Feedback occurs when outputs of a system are routed back as inputs as part of a chain of cause-and-effect that forms a circuit or loop. The system can then be said to feed back into itself. The notion of cause-and-effect has to be handled carefully when applied to feedback systems:
Simple causal reasoning about a feedback system is difficult because the first system influences the second and second system influences the first, leading to a circular argument. This makes reasoning based upon cause and effect tricky, and it is necessary to analyze the system as a whole.

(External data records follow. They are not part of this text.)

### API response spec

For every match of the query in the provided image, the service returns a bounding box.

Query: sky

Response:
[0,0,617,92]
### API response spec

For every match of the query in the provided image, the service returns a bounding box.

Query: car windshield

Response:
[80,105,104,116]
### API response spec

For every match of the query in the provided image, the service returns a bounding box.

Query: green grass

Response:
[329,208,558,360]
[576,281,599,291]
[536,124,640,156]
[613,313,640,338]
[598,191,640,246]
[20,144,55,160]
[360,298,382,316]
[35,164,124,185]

Causality (also referred to as causation, or cause and effect) is the natural efficacy that connects one process (the cause) with another process or state (the effect), where the first is partly responsible for the second, and the second is partly dependent on the first. In general, a process has many causes, which are said to be causal factors for it, and all lie in its past. An effect can in turn be a cause of, or causal factor for, many other effects, which all lie in its future.
Self-regulation occurs in both the organization and its environment and is consequently of major importance: Self-regulation generates a degree of stability but if intervention is undertaken either in an organization or by an organization in its environment stability may be disturbed. If the causality (circular casual chains) have not been adequate understood then the intervention may produce unmanageable instability or pushing the system to a new regime due to crossing the resilience threshold.

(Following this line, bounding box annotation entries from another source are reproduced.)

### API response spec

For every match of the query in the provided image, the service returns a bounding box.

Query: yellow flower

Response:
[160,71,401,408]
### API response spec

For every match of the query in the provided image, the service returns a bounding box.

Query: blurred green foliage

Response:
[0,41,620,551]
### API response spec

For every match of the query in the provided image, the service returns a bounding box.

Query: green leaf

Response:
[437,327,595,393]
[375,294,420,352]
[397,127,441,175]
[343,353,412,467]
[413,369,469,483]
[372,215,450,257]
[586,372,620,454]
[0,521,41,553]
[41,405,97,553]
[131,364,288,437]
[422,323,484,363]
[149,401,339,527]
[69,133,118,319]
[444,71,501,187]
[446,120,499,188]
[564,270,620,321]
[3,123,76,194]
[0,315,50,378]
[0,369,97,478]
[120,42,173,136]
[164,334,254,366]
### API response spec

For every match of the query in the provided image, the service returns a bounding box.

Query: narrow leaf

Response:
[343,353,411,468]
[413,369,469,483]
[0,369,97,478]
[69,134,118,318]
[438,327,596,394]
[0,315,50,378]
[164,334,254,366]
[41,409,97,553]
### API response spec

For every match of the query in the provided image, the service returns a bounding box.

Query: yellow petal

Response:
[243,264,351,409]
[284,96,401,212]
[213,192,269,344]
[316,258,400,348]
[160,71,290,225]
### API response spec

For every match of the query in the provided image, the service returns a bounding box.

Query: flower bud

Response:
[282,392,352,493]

The following order feedbacks are possible:
Simplest form of feedback where two elements continuously interact with each other such that the output of one determines the next action of the other:
- Negative or goal seeking behavior, the system will resist disturbances that take it away from its goal (equilibrium within basin of attraction). This is to say that the reaction of the one element is to inhibit the change in the other or vice versa.
- They are first order system that is the goal of the system determined externally to it
- Opposite to negative feedback there is positive feedback whereby deviation by one element will be amplified rather than reduce by action of another.

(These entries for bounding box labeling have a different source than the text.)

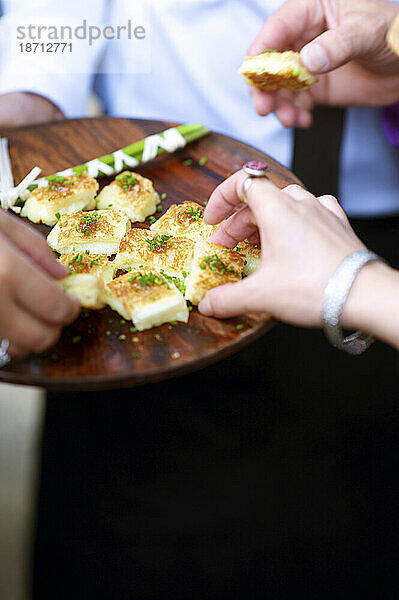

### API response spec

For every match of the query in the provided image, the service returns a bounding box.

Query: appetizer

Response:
[47,210,130,256]
[97,171,160,222]
[21,173,99,226]
[59,273,106,310]
[185,241,244,305]
[105,269,189,331]
[239,50,317,92]
[58,250,115,283]
[234,240,262,277]
[115,228,195,277]
[150,202,217,242]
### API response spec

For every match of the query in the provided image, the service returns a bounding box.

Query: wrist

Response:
[341,261,399,339]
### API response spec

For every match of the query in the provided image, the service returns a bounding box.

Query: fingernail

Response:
[301,42,330,73]
[198,296,212,316]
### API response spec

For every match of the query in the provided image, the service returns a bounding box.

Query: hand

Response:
[199,171,367,327]
[248,0,399,127]
[0,210,79,358]
[0,92,64,128]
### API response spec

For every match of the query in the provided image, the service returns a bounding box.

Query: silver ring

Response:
[241,160,269,204]
[0,340,11,369]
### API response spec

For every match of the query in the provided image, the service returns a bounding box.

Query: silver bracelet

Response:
[322,250,381,356]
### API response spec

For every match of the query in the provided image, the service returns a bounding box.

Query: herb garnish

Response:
[146,235,172,252]
[115,173,137,192]
[76,212,101,236]
[200,254,239,276]
[160,269,186,296]
[176,206,204,225]
[129,273,166,290]
[47,175,75,190]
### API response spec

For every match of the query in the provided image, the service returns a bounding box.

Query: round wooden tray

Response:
[0,117,299,390]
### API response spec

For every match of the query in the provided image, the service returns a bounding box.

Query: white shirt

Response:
[0,0,399,216]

A second order feedback system is capable of choosing between a variety of responses to environment changes in order to achieve its goals.
A third order system is still more sophisticated in that it is capable of changing goal state itself in response to feedback process determining the goal internally as opposed first and second order systems.
Ultimately systems that include feedback loops are capable of demonstrating exceedingly complex behavior and large changes in that behavior may be brought about by small changes in the internal relationship.